Dr. Daniel Fologea and Dr. Rosey Whiting
In this work, we report on the effects of hypoosmotic stress, cholesterol depletion, and pore-forming toxin on physical properties of membranes, such as lipid order and fluidity. To achieve our goals, we employed Red Blood Cells as model membranes, and Laurdan as a solvato-chromic indicator of the membrane state. The generalized polarization function of Laurdan’s fluorescence was measured in different environmental conditions, and the experimental data were interpreted in terms of changes in lipid order and fluidity as previously reported for lipid membranes undergoing temperature-induced phase transitions. Our experiments indicate that hypoosmotic stress leads to a reduced lipid order and increased fluidity of the membrane, with a sharp transition between the two states.

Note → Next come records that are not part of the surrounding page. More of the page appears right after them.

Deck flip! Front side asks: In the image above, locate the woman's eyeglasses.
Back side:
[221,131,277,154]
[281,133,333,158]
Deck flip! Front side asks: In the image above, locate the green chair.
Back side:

Controlled depletion of cholesterol in the membranes by exposure to Methyl-beta-cyclodextrin also indicates the role played by cholesterol in the ordering of the lipids, permeability, and general stability. Exposure of membranes to the pore-forming toxins Streptolysin O and lysenin also leads to decreased lipid order and increased fluidity, which we explained by the hydrophobic mismatch between the membrane’s core and inserted proteins.
Stanton, Sevio; Whiting, Rosey; Flacau, Ilinca; Smith, Aviana; Li, Julie; Robertson, Daniel; and Hobson, Addison, "Changes in Lipid Order Induced by Hypoosmotic Stress and Channels Insertion" (2023). 2023 Undergraduate Research Showcase. 66.